I blame it all on the move that I made from one town to another one when I was in fifth grade, smack dab in the middle of the school year. I must’ve missed something in that transition because there are things that I never learned. Roman numerals, for example. Shouldn’t I know them? My theory is that my fifth grade class in my town of origin was not following the same game plan as my fifth grade class in the new town and somehow or another I missed some important academic lessons in the relocation process.
That certainly hasn’t ruined my life but I do wonder, at times, why I never learned certain things that other people seemed to have. Of course, I do know a lot of things that other people don’t know but I didn’t learn them in school.
My former boss, a math teacher-slash-mayor, once asked me, “How do you know that?” I countered, “How do you not know that?” Of course, we weren’t talking about math or city government, which we were supposed to be discussing, but something significantly more important, such as who was whose first wife, once removed. That is my area of expertise: Connecting the dots.
Fifth grade uprooting aside, I seemed to have also missed some classes (Where were they given? Would I have gone had I known?) that many, if not all, of my female friends seem to have attended. Based on their performances as wives and mothers, they apparently gobbled down that information like it was savory chocolate and have never veered from what they were TOLD TO DO.
Frankly, I don’t know who did the telling—perhaps some anally, priggish home economics teacher, who secretly hated all women and all men, but nevertheless cow-towed to the “superior” sex, determined in her abject misery to set these naïve young girls on the fast track to subservience so they could be just as miserable as she.
I didn’t know you were supposed to pack your husband’s suitcase. He doesn’t pack mine, why should I pack his?
I didn’t know that the metal burner things came off of the stove top so you could … clean them.
I did kind of know that the wife, that would be me, was supposed to do the cooking but even knowing that didn’t stop me from enthusiastically handing over the spatula and frying pan to my husband, who decided he was willing to take this on. Thank God! I was sick of cooking.
People, mostly women, especially my mother, blanch and hold their hand to their hearts, as if they’re about to have the big one, when they find out that my husband does the cooking. Oh, get over it, I say. I handle the money. He handles the mayonnaise. It works for us.

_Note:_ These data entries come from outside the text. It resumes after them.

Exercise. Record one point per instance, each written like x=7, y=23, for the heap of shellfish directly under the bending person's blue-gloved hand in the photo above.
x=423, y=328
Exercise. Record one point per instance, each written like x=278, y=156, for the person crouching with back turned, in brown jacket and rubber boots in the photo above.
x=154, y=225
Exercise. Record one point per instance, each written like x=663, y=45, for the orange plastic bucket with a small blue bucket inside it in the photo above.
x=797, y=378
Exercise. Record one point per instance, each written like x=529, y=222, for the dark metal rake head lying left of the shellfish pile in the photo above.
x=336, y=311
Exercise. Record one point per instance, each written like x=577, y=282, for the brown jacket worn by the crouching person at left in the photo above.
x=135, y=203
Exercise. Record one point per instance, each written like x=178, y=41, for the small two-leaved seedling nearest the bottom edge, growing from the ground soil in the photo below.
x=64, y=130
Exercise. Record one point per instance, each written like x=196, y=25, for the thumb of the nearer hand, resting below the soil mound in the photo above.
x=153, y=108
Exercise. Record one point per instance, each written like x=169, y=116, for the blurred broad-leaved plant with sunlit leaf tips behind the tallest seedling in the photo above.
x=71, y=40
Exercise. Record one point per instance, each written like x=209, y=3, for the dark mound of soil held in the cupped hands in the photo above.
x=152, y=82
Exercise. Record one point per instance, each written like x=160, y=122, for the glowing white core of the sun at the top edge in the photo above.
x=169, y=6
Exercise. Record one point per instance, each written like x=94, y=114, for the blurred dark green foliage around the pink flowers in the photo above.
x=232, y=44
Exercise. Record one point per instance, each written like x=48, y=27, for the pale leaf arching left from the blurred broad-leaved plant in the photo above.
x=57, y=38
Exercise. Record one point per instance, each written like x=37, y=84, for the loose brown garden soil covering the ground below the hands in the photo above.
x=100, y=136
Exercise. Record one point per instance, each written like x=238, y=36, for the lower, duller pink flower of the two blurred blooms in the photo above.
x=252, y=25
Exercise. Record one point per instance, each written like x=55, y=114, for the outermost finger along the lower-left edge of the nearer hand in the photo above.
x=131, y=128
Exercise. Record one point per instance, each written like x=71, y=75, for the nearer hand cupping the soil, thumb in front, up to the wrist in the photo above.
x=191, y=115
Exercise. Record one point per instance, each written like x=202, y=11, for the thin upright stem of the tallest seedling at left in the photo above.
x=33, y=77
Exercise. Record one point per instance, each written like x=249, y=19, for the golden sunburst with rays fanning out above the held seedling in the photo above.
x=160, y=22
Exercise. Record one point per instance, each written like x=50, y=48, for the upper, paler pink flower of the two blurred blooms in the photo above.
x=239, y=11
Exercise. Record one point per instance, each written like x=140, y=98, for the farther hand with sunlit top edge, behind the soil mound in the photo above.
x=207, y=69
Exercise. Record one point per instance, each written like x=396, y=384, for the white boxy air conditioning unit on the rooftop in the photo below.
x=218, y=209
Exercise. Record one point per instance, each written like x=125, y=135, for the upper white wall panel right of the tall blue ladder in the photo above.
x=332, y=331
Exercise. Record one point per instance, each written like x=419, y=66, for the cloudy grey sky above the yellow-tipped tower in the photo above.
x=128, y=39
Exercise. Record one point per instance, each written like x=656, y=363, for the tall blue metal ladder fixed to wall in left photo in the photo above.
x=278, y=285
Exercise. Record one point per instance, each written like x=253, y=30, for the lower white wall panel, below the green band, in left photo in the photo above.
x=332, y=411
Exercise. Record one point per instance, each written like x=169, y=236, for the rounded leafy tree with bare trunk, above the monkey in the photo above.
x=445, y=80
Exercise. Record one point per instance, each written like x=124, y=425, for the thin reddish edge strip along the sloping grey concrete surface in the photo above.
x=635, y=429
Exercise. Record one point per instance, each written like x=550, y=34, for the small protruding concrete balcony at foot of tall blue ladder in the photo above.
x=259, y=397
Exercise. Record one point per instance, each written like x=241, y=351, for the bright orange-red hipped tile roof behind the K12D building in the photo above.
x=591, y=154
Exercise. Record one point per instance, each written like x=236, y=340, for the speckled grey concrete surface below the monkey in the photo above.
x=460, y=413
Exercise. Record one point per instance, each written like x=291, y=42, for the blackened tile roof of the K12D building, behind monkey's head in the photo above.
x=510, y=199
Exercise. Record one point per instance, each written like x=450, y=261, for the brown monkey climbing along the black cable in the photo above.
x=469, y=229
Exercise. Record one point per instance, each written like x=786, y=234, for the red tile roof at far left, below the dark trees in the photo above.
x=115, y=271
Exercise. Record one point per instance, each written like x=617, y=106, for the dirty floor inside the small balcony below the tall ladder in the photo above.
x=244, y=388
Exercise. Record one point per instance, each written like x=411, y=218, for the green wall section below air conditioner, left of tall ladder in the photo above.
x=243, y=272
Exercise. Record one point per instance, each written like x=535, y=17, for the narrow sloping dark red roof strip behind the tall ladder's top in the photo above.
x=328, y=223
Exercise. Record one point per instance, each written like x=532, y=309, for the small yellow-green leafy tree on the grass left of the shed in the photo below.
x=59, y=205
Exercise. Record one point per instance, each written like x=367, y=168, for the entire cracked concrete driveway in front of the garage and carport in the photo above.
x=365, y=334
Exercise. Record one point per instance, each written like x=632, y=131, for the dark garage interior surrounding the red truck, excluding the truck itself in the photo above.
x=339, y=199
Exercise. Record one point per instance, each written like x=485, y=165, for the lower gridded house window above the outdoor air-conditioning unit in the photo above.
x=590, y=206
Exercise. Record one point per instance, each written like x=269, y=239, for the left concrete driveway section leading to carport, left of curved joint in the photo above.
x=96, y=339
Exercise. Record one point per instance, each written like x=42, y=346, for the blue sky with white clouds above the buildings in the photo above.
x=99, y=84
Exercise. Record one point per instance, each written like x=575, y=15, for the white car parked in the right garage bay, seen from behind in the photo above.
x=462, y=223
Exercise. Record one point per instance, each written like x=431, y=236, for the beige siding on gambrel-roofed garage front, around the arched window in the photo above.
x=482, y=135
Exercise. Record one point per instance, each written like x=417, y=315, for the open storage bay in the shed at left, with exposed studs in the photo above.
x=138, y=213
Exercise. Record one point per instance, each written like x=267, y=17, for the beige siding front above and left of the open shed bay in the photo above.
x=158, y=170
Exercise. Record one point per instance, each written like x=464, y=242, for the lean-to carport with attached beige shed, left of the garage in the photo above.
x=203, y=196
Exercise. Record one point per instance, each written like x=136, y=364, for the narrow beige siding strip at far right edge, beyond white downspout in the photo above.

I do distinctly remember my junior high home economics teacher, who was so fashion savvy (said in jest) that she wore stripes with plaids and, trust me, this wasn’t any progressive fashion statement on her part. She announced in front an entire class of apron clad seventh graders that I was the dumbest student that she’d ever had. Apparently, I hadn’t creamed the peas to her satisfaction. Nothing like being singled out in a crowd. When I read her obituary in the newspaper, many, many years later, I thought, well, good enough for you! Actually, in retrospect, I am grateful that I missed “those classes” whatever they were; wherever they were given. There are some things that you just don’t need to know.